Unlike many cities in the sub-continent, Gangtok remained as an unknown hamlet. According to the epigraphists, not much is known about the early history of Gangtok. The region has never been subservient to any monarchial rule due to which the region remained unnoticed for several decades. The city became popular only in the year 1840 with the construction of a Buddhist monastery. With the establishment of 'Enchey Monastery' in Gangtok, the place became an important Buddhist learning centre, which followed the order of Vajrayana Buddhism in the region. On the economic front, the city still remained underdeveloped and did not see much progress. It was only after the British Indian-Tibet war that the place was noticed as a potential flourishing trade route in the region. After the war, the mountain passes were opened up for trading activity with the neighboring regions. The state of Sikkim remained autonomous for a short while. Read on to know more about the history of Gangtok in the following sections.
Although the city's early history remains unknown and vague, the place earned its name as a popular Buddhist learning centre in India. The oldest citation of Gangtok can be traced back to the year 1716 with the construction of a small monastery. During that period, the province served as a rural community of Buddhist monks. After the establishment of the Enchey Monastery in 1840, the place became an important religious centre. Legend states that a sage by the name Padmasambhava, who spread the teachings of Vajrayana Buddhism in Bhutan and Tibet, suppressed the powers of protecting deities like Khangchendzonga, Yabdean and Mahakala, present in the monastery.

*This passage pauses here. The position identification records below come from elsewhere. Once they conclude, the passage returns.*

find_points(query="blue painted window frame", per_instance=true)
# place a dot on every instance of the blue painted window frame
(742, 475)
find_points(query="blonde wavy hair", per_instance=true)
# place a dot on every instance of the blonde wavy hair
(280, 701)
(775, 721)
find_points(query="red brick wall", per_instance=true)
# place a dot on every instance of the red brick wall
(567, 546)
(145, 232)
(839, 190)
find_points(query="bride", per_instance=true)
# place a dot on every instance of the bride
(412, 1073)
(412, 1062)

The state of Sikkim allied with the British in order to fight off invaders from Nepal. This involved the intervention of English officials in the region. It was in the 19th century that the British understood its military and trading prospective in the region. By the early 1900s, colonial India wanted to establish its bilateral relationship with Tibet. During 1903 and 1904, Tibet was invaded by the British on the pretext of preventing the Russian Empire from capturing the region. The British officials had set up a military garrison in one of the districts of Tibet. Gangtok during this time became a regular halting point among merchants travelling between Tibet and Colonial India. During this period, Gangtok was a flourishing town. Apart from the growth in trade, the town's infrastructure and communication sectors also grew. By the end of the nineteenth century, the city saw constructions of roads and buildings and the installation of a telegraph centre. Thutob Namgyal, who was the reigning 'chogyal' (emperor) during that period, shifted his capital in the year 1894, to Gangtok. This, in turn, raised the significance of Gangtok. The king of Sikkim then ordered the construction of a palace and other state buildings in Gangtok.

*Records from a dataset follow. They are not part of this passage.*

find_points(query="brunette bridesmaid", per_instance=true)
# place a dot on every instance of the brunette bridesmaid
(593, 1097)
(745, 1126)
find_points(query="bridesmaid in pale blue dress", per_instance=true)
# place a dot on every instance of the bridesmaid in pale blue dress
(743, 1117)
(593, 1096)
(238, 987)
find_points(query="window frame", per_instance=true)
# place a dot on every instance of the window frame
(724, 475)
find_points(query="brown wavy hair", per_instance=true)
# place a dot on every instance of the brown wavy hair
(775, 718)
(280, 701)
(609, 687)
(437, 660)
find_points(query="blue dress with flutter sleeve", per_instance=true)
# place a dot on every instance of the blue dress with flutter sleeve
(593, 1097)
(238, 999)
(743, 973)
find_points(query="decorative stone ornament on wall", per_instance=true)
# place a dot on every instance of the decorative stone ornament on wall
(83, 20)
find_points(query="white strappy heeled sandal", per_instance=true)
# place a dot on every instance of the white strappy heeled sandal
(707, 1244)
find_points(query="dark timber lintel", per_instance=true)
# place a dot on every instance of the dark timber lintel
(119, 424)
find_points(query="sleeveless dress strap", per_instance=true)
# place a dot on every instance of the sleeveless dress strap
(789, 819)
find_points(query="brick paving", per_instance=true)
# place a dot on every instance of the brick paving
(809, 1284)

After India's independence in 1947, the state of Sikkim including the territory of Gangtok was considered to be a 'geo-political entity' commonly known as a 'nation state'. Pandit Jawaharlal Nehru signed a treaty with the royal chogyal monarchs in the region stating that the place would remain suzerain to India if Sikkim was allowed to maintain its independency. The 'Nathula' and 'Jelepla' passes located near Gangtok were responsible for the growth of the silk trade in the region. The path leading to these two passes was called as the ’silk route' and connected to several countries in Europe, North Africa and West Asia. In 1962, when the Sino-Indian war took place, the trading mountain passes where closed until 2006, due to the rising hostility present in the area. By 1975, the monarchy of Sikkim was withdrawn and Sikkim became an Indian state with Gangtok as its capital.